Glucksmann writes using Greek mythology and the rise and fall of the Roman empire as examples and to show how the thinking from that era still permeates western culture today.  Charlton, while to me not as persuasive intellectually, uses powerful religious arguments that did get my attention.

Check out the link to the Al Fin post and read the recommended background material.  The posts by readers on both Charlton's and Al Fin's blog help further illuminate the thesis.

Comments

Keith said…
The authors attempted at tackling a difficult topic. How to summarize in a few paragraphs 2500+ years. Approaches a off told old joke. "A summary of the history of the world in 100 words or less". I am not sure I even understand what these guys are trying to say about Western Civilization. Calling it an entity or a process is like saying it is either a noun or a verb. Is it a noun as in a History of Western Civilization which is the title of most college courses that summarize the subject, a summary of the past that can only be looked at through a review mirror. Or a way of testing what fits into that evolving history of our lineage going back to the Greeks. If you were to take any snap shot in time over the course of the history of Western Civ. you would see every form of government, from democracy, to feudalism, to monarchies, to autocracies, theocracies, and communism with tendencies toward and away from nationalism to totalitarianism including communism right here in this country during the earliest colonial occupation. Having tried everything and evolving to where we are today, is that not evident that Western Civilization is not an entity, nor a process but merely an indication of our history, where we came from? ie Western Europe through Eastern Russia vs the western portions of Asia. The West has done no more or less than those with non-Western Civ. roots. Our roots may passed through these various ideologies, forms of governing masses of peoples coupled with reforms upon layers of reforms before or at least at different times than the East or Mid-East. Now that China has jetted forward over the past 60 years and at hyperspeed within the past 15 years towards our way of life, are they now a part of Western Civilization where East meets West. Are they not having the same debate over the loss of Eastern Civilization, or do they even waste time with such ridiculous debates while managing their new found wealth?

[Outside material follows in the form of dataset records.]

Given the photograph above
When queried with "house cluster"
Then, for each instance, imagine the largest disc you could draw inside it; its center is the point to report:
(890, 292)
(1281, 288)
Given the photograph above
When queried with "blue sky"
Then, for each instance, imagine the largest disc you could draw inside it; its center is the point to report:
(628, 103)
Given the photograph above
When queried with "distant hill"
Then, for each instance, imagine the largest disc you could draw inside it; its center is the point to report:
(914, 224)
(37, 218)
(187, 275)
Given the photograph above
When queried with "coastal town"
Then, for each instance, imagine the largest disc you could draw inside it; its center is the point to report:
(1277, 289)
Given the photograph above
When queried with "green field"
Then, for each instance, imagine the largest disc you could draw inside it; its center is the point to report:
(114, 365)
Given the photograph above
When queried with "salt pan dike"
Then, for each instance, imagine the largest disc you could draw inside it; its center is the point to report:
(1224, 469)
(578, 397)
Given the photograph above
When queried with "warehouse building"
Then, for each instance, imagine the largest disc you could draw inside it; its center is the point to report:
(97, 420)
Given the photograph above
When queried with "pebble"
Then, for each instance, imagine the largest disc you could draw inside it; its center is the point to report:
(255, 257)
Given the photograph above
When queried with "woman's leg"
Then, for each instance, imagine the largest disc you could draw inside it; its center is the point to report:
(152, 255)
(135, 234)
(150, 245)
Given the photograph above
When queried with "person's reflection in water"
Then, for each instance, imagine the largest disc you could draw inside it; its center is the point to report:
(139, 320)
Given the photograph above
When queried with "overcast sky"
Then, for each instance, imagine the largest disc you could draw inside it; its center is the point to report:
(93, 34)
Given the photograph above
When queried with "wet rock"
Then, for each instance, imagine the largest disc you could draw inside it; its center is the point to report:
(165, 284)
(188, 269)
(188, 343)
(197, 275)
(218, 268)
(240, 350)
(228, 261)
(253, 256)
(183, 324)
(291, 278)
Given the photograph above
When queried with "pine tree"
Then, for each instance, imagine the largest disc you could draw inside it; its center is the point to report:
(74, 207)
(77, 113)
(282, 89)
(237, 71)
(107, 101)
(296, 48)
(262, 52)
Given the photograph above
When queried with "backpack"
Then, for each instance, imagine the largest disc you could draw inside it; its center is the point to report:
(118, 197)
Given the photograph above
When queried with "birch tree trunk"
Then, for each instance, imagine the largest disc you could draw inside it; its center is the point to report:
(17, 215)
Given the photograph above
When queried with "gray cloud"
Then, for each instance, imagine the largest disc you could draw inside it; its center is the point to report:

Is this really more an essay by the paranoid who feel there are those that they perceive a threat to Western Civ. Specifically, without seeming to PC, is this not a disguised anti-Islamist essay? Having previously expressed my positon on any foreigners that wish to extend their stay beyond tourist visa, accepting total assimilation, I certainly am not defending anything resembling the creation by Moslems of their own Islamic "state" within the US that does not represent freedom of thought, religion, etc.
Keith said…
Part 2 Like it or not that is the current state of Western Civilization. It is what we have evolved to today and what we hold up as a standard to all other systems, Democratic Capitalism on the political/ economic front whose primary basis is the Constitution of the US. for our version of contemporary Western Civilization. The test for everything is the scientific approach as opposed to the "take it on faith" system of demagogery that we find so prevalent in the East. The scientific approach is the most important aspect of Western Civ. and its survival. From embracing of science sprang forth the middle class when average citizens could rise above class based upon their own intellect and initiative to develop ideas that could be translated into income.

Unless we as the current tenants of this place in time in the history of Western Civilization are willing to abandon the scientific method, or the Constitution which is the dogma of our faith in those methods in evaluating new ideas, I am not fearful of the end of Western Civilization. Given that the majority of people in the West do not want to repeat the type of feudalistic closed society that much of the Middle East is stuck in, I do not believe we have a problem. Are we not busy converting that part of the world to Western Civilization? Ala Afghanistan, Iraq etc. It would seem they are more threatened than we. The real threat to Western Civilization is, I believe about energy. We grind to a halt and will be forced to ratchet back if we don't develop sustainable energy outside of petroleum. So there in a nutshell are the keys. Make the scientific method the test for change, hand on to the Constitution as a anchor document, and develop sustainable energy and we continue the geneology of Western Civilization.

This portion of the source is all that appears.